Why I hate cinemas
Carb-heavy popcorn in hand, I practically skipped down to the cinema alongside friends as we sat on too-sticky seats to watch the Next Big Thing™. The sacrosanct enclave where people would stay quiet, turn off their phones, and engage in a collective yet solitary retreat, almost like a cerebral palace disconnected from the world. It was the one place where I could step away from the issues I was having at home, at work, or beyond. It was perfect.
We all know how that went. Now, when I go to the cinema, I expect a battalion of spotty-faced hecklers and TikTok-addicted adults who don’t know when to shut the fuck up. These are the gossips and troublemakers who tittle-tattle and warble through the film, utterly incapable of switching off. It adds a low-level murmur behind movies, disrupting the flow that directors intended.
Children, at least, have the excuse of boundless energy, fuelled by sugar and excitement. But adults? Adults should know better. And yet, they sit there, flicking through their phones with glaring screens reflecting into my eyes.
(As a British man, I am also horrified that people cheer and clap during movie scenes. I cringe to the density of a neutron star. If you want to squeal and chirrup, go to a cage in Edinburgh Zoo).
Then there’s the filming! The filming! The plague that now runs rampant on my Reels and TikTok feeds. When I watched Wicked, I was surrounded by people raising their phones, recording key scenes as though they were the cinematographers of their own bootleg productions. Then these films spoil key moments as I stroll through the content wasteland, with the surprise of a random encounter in Pokemon. “Surprise! A wild Spoiler appeared!”
Worse, some of them were singing along, butchering the Oscar-worthy passion of the actors with the vocal range of a puppy set on fire. I didn’t attend Wicked to hear Janice murder Defy Gravity in front of everyone.
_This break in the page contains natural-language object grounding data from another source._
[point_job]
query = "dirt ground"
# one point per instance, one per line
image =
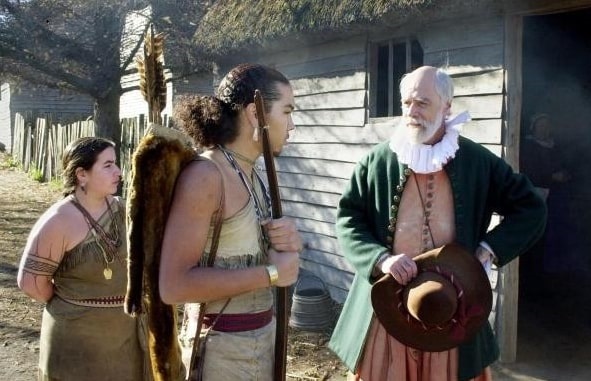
(22, 200)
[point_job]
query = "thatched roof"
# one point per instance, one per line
(237, 24)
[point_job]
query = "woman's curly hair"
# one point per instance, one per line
(210, 121)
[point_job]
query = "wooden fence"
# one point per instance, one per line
(39, 144)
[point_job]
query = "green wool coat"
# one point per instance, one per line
(482, 183)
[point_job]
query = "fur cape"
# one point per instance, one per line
(156, 163)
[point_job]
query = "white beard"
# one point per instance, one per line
(422, 158)
(422, 134)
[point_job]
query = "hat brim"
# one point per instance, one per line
(475, 306)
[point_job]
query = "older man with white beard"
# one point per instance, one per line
(426, 188)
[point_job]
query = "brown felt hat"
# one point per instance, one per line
(442, 307)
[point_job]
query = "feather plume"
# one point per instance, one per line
(151, 69)
(156, 163)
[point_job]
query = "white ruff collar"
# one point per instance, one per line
(422, 158)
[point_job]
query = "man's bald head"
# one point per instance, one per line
(429, 76)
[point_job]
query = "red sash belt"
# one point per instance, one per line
(238, 322)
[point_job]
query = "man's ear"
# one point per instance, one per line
(447, 110)
(251, 115)
(81, 175)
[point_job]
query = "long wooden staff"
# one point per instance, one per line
(281, 332)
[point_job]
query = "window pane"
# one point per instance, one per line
(398, 70)
(382, 82)
(416, 55)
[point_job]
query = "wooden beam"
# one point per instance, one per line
(507, 304)
(529, 7)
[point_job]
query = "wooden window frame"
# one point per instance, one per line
(373, 73)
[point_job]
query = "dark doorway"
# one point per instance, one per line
(555, 277)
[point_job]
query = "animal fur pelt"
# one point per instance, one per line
(156, 163)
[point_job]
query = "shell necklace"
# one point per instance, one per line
(108, 243)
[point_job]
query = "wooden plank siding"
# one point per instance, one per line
(329, 83)
(473, 53)
(132, 102)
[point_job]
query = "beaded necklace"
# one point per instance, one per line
(108, 243)
(261, 210)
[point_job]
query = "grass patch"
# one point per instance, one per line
(36, 174)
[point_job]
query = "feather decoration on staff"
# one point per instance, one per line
(151, 70)
(156, 162)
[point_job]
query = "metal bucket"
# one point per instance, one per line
(312, 307)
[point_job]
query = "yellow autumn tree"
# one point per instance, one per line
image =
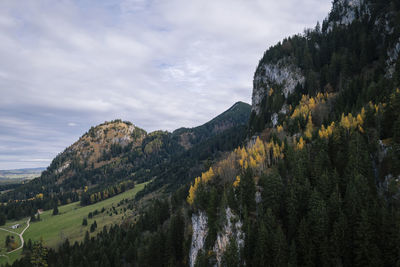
(300, 144)
(237, 181)
(309, 127)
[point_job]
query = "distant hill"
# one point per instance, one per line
(118, 152)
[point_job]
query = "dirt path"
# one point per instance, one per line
(20, 236)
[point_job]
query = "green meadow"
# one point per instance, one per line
(54, 229)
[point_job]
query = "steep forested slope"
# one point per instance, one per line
(112, 156)
(316, 184)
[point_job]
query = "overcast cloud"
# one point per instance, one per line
(68, 65)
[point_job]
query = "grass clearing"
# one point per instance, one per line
(68, 223)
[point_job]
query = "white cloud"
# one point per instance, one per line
(160, 64)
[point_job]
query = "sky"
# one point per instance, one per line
(161, 64)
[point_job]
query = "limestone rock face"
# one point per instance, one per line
(200, 230)
(232, 228)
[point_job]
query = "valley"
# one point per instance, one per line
(55, 229)
(307, 175)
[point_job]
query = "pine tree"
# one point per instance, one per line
(39, 254)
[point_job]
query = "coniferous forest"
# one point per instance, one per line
(311, 180)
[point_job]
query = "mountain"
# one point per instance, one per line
(21, 174)
(118, 152)
(314, 180)
(353, 54)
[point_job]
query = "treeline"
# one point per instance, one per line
(349, 60)
(88, 198)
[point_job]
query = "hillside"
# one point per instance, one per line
(316, 180)
(112, 156)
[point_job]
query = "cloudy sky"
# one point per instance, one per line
(161, 64)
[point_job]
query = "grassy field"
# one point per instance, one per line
(68, 224)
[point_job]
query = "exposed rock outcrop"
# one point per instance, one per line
(283, 74)
(200, 230)
(232, 228)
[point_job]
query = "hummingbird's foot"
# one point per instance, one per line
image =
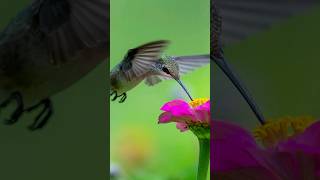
(19, 109)
(123, 98)
(44, 115)
(115, 95)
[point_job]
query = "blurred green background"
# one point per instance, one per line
(74, 143)
(280, 67)
(140, 147)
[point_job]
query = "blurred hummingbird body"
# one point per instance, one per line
(145, 63)
(47, 47)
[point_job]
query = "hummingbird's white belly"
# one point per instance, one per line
(121, 84)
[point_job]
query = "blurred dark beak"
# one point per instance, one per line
(225, 67)
(184, 88)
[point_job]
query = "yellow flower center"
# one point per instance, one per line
(198, 101)
(280, 129)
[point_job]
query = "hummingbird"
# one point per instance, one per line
(47, 47)
(146, 63)
(233, 21)
(217, 56)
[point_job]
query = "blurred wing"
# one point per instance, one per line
(185, 63)
(190, 63)
(241, 18)
(138, 61)
(71, 26)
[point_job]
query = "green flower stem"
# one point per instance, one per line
(204, 157)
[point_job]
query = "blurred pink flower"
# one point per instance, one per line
(187, 115)
(235, 155)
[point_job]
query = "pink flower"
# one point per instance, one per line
(186, 115)
(237, 156)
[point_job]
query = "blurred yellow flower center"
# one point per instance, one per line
(280, 129)
(198, 101)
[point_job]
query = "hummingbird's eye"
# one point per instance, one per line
(166, 70)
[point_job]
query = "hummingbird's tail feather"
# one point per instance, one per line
(225, 67)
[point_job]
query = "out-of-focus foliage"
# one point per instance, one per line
(140, 146)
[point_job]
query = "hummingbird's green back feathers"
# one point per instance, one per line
(138, 61)
(185, 64)
(190, 63)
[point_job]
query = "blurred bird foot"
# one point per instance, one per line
(123, 96)
(19, 109)
(115, 95)
(44, 115)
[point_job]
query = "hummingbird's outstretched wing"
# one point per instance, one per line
(190, 63)
(71, 26)
(139, 60)
(185, 64)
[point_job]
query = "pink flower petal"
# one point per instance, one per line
(165, 117)
(177, 108)
(182, 126)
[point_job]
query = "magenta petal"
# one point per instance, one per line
(231, 147)
(182, 126)
(165, 117)
(177, 108)
(204, 107)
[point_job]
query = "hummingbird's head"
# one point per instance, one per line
(171, 68)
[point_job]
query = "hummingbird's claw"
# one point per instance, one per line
(123, 98)
(43, 116)
(115, 95)
(15, 116)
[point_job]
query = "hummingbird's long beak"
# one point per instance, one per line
(225, 67)
(184, 88)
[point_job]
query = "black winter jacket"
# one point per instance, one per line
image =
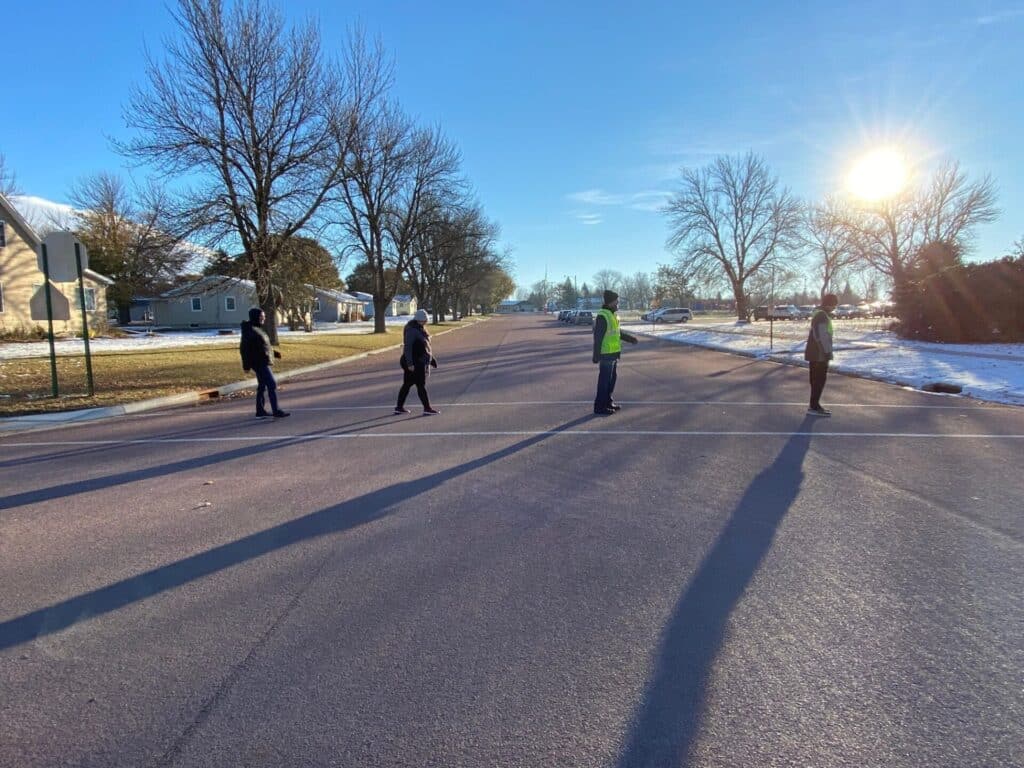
(254, 347)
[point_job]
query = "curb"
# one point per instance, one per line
(39, 422)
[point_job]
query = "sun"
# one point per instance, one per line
(879, 174)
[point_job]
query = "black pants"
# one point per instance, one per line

I did not want to see Delilah shank the song Popular, over and over again, until she is the least popular visitor. Shut up. I did not go to the cinema to endure karaoke-level suffering.
Then there is the… overpriced food. Look, I get it. Cinemas need to make money to survive, and understand that they charge more for food and popcorn. But if I’m going to support my local cinema by purchasing a carb-and-butter-laden mess of overpriced popcorn, I at least expect to be treated with some dignity. I don’t expect to feel like a pole has been shoved so far up my backside that its end is emerging through my sticky-toothed mouth. I just want to enjoy my time without needing to take out a loan.
Then there’s the issue of spoilers, where plot twists and key scenes are dropped in marketing materials and trailers. Studios have become so risk-averse that they now spoil their own films just to guarantee seats. Captain America: Brave New World is the most recent example, with Super Bowl-sized twists that were dropped during the literal Super Bowl. This isn’t just bad film marketing; it’s cowardice. A nervous studio would rather ruin its own surprises than take the risk of letting an audience experience them as intended.
At the end of the day, I’m witnessing a cultural shift in cinema. Yes, we are leaning more towards "experiential" gatherings, but in my view, the relentless transformation of cinema into an "experience" should be left well alone. I don’t want people filming the entire time. I don’t want movie studios spoiling key moments to ensure ticket sales. I just want to sit in the dark, in peace, and experience that deep, complex feeling of feeling something new, and refreshing, without anything else getting in the way.
But if this trend continues – if the erosion of the cinema experience carries on unabated – then I’ll have no choice but to stay at home, curled up on my sofa, watching the same trash TV on repeat ad infinitum. At least Delilah won’t be there.